Molybdenum oxydichloride (MoOCl2) is a layered van der Waals material. Its molybdenum is in the +4 oxidation state. It is notable for its extreme in-plane optical anisotropy (hyperbolic behavior in the visible range).

== Structure ==
MoOCl2 has a monoclinic crystal system with a layered van der Waals structure. It features quasi-one-dimensional Mo chains with orbital-selective Peierls distortion: Mo–Mo dimerization along the b-axis (leading to more localized/insulating character) versus metallic/dispersive behavior along the a-axis (Mo–O chains). This creates strong in-plane anisotropy—metallic-like (ε₁ < 0) along *a*, dielectric (ε₁ > 0) along b and c.

The structure consists of interconnected Mo-centered octahedra (Mo bonded to O and Cl), forming easily exfoliable layers held by weak van der Waals forces.

== Preparation ==
Common methods include:

- Chemical transport reaction for high-quality single crystals: This typically involves reacting MoCl_{3} with MoO_{3} (molar ratio ~2:1) in a sealed quartz ampoule under argon or mild vacuum, with a temperature gradient (e.g., source at ~400 °C, sink at ~300 °C, then controlled cooling). Needle-like crystals form, with a metallic sheen.

- Direct chlorination: Molybdenum oxides (MoO_{2} or MoO_{3}) can be combined with Cl_{2} gas at elevated temperatures. This is common for bulk/powder forms but can yield fluffy, low-density material; post-processing (sublimation/re-aggregation under reduced pressure) improves density and purity for CVD/ALD precursors.

== Reactions ==

- Coordination chemistry: Acts as a precursor or forms adducts/complexes with ligands (e.g., phosphines like PMe_{3} yielding mer-MoOCl_{2}(PMe_{3})_{3 or} chalcogenoethers). It can undergo redox or ligand exchange. Related Mo(V) species like MoOCl_{3} are more commonly studied in coordination contexts.
- Hydrolysis/solvolysis: MoOCl2 is sensitive to moisture. It can dissolve in water (depending on form—compact vs. fluffy) forming molybdate species. The crystals are relatively stable in ambient conditions for optical studies.
- Precursor: It is used in material synthesis (e.g., for other Mo compounds) or as a CVD/ALD source for molybdenum-containing films (though MoO_{2}Cl_{2} is more common for some applications).
- Its "bad metal" electronic structure influences solid-state behavior more than solution reactivity.
- Stability: Air-stable as bulk/exfoliated flakes for many experiments; inert conditions are required or long-term purity.

== Anistropy ==
MoOCl2 exhibits broadband in-plane hyperbolicity that spans the visible to near-infrared spectrum, driven by a Drude-like response. Thin MoOCl_{2} (∼100–200 nm) flakes achieve >80% reflectivity along the metallic axis and >50% transmission along the perpendicular dielectric axis. This enables polarization extinction with minimal loss. In-plane dielectric permittivity anisotropy exceeds |Δ­(ε∥)| > 10 for wavelengths above 600 nm.

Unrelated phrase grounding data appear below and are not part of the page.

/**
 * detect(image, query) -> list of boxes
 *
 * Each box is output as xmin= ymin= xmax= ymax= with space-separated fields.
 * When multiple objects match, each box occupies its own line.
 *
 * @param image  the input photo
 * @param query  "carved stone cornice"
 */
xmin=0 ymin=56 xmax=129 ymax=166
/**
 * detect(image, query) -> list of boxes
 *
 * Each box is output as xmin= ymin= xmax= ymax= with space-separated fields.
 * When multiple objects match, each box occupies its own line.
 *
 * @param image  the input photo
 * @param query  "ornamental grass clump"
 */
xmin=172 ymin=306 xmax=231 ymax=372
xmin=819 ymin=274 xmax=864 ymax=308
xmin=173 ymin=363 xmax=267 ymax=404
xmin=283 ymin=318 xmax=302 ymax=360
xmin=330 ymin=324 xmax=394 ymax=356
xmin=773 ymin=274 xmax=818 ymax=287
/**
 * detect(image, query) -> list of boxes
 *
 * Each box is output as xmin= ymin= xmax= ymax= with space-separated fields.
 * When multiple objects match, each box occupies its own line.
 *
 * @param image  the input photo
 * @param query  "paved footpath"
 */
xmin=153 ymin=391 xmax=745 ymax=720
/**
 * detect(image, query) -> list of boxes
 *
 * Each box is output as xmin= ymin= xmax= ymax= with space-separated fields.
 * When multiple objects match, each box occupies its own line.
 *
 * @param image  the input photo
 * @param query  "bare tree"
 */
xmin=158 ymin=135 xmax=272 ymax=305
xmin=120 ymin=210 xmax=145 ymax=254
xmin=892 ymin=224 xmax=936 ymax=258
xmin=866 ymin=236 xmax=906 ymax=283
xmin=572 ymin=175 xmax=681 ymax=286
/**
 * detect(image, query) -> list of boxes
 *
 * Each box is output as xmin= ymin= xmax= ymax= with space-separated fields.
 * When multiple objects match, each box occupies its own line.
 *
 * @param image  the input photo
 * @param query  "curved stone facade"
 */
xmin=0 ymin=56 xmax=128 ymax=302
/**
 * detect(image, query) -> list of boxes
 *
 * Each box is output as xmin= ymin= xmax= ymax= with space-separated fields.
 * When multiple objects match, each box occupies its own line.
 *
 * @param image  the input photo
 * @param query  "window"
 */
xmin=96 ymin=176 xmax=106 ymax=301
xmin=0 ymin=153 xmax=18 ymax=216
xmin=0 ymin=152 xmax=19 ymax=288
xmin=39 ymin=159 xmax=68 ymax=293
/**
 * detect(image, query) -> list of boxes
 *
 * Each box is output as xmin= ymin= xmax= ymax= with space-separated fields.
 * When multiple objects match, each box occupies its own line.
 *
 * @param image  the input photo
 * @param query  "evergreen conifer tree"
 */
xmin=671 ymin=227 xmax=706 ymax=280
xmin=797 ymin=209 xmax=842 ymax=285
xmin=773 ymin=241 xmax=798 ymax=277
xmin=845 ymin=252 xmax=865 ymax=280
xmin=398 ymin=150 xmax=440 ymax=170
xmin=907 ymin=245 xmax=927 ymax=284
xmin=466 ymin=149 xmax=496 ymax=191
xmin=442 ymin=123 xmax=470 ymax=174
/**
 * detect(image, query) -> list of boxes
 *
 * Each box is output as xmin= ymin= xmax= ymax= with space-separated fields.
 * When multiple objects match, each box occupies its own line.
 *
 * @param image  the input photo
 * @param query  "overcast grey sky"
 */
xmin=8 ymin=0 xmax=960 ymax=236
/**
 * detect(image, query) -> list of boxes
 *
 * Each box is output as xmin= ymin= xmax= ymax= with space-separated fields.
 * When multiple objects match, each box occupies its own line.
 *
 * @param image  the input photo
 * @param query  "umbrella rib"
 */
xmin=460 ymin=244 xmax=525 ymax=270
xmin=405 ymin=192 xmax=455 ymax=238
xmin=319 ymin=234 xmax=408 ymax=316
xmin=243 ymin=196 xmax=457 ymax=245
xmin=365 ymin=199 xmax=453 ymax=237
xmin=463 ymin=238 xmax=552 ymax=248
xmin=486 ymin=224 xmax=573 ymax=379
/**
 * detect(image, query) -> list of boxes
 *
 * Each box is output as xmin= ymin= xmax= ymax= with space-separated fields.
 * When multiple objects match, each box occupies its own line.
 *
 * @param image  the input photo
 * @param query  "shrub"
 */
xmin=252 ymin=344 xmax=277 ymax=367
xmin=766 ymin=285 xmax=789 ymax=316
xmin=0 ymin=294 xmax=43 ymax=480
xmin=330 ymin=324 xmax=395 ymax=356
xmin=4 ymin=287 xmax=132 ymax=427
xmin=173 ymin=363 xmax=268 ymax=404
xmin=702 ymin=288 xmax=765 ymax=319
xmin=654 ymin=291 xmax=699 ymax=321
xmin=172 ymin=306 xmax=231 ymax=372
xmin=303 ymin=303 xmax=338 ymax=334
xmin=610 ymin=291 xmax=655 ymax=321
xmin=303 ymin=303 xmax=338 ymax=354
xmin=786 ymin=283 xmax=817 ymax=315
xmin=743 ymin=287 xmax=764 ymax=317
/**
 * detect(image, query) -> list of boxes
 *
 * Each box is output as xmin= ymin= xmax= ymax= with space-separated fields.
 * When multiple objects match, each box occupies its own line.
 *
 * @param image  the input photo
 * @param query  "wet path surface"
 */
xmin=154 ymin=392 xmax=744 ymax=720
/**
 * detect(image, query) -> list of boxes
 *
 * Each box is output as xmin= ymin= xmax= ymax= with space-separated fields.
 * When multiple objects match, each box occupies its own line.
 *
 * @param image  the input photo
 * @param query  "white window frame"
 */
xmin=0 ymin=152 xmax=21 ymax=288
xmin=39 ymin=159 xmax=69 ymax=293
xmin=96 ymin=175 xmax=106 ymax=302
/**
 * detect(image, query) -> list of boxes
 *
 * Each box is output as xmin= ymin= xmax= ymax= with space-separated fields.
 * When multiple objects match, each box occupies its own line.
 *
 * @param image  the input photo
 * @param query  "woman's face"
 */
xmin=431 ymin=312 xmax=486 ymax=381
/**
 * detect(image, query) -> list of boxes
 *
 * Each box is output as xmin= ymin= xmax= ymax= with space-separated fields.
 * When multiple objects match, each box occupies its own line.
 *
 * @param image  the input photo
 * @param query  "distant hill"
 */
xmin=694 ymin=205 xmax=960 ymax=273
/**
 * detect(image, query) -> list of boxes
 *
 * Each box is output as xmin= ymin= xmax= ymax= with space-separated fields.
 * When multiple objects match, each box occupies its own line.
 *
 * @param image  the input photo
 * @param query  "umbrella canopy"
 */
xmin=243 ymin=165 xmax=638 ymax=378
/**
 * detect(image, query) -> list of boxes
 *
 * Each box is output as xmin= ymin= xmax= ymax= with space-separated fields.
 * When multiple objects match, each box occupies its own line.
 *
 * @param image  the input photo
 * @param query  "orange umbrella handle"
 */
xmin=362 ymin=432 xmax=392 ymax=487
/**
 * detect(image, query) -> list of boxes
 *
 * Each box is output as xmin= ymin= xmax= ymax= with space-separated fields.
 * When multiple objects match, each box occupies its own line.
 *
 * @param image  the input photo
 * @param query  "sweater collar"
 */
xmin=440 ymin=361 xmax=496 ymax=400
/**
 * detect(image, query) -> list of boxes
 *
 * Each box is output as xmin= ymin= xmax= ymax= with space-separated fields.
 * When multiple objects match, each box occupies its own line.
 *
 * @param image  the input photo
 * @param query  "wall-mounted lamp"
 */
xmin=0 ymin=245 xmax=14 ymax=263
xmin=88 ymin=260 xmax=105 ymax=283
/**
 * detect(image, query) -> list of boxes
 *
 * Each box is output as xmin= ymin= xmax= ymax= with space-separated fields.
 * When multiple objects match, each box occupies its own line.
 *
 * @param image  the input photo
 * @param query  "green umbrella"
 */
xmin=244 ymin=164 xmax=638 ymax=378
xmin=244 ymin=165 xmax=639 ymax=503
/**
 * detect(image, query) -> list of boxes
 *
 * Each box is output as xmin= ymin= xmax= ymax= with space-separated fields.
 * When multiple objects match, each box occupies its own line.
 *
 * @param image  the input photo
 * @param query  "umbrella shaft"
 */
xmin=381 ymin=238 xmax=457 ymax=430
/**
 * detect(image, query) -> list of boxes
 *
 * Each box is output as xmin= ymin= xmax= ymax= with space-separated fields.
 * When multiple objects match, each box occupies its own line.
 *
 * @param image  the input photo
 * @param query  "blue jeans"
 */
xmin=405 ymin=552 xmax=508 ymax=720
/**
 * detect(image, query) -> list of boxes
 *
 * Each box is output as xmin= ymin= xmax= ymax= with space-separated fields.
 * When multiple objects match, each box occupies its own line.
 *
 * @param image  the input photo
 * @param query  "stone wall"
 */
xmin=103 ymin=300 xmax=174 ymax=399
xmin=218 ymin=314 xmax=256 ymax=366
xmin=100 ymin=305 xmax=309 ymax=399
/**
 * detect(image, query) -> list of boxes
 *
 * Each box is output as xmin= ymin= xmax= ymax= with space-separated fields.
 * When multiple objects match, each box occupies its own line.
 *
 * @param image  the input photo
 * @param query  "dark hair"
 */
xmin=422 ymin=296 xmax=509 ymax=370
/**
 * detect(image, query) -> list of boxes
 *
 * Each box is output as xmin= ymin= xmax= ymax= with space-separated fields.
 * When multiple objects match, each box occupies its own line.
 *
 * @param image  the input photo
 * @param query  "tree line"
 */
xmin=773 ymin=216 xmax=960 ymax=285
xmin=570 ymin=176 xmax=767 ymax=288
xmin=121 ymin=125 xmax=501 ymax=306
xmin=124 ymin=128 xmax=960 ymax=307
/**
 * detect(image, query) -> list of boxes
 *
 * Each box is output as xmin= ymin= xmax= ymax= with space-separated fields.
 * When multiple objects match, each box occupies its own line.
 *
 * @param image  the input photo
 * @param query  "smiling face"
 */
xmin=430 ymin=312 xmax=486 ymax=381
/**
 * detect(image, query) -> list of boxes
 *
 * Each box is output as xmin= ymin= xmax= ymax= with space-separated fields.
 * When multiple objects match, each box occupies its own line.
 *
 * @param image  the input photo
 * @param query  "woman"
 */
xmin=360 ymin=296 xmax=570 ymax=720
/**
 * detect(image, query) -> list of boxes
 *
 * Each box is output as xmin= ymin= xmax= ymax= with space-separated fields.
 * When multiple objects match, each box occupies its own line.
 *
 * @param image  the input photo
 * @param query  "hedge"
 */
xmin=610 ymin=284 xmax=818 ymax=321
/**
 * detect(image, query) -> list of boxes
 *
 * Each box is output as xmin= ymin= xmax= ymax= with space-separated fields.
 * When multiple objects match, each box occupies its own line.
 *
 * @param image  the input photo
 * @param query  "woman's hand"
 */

Spectroscopic ellipsometry, Mueller matrix, and reflectance measurements reveal MoOCl2's optical duality: a metallic optical response (ε1 < 0) along the crystallographic a-axis and a dielectric response (ε1 > 0) along the orthogonal directions. This dichotomy drives an epsilon-near-zero (ENZ) condition at ≈512 nm and results in a giant in-plane birefringence of Δn ≈ 2.2 for MoOCl_{2}.

Time-resolved photoemission electron microscopy allows nanoscale visualization of long-range anisotropic plasmon polariton (LRAPP) dynamics with propagation lengths larger than 10 µm on a flake of MoOCl2, some three times longer than previously reported with lower loss.

== Applications ==
MoOCl_{2}'s low-loss, miniaturized polarization offers potential in photonic systems.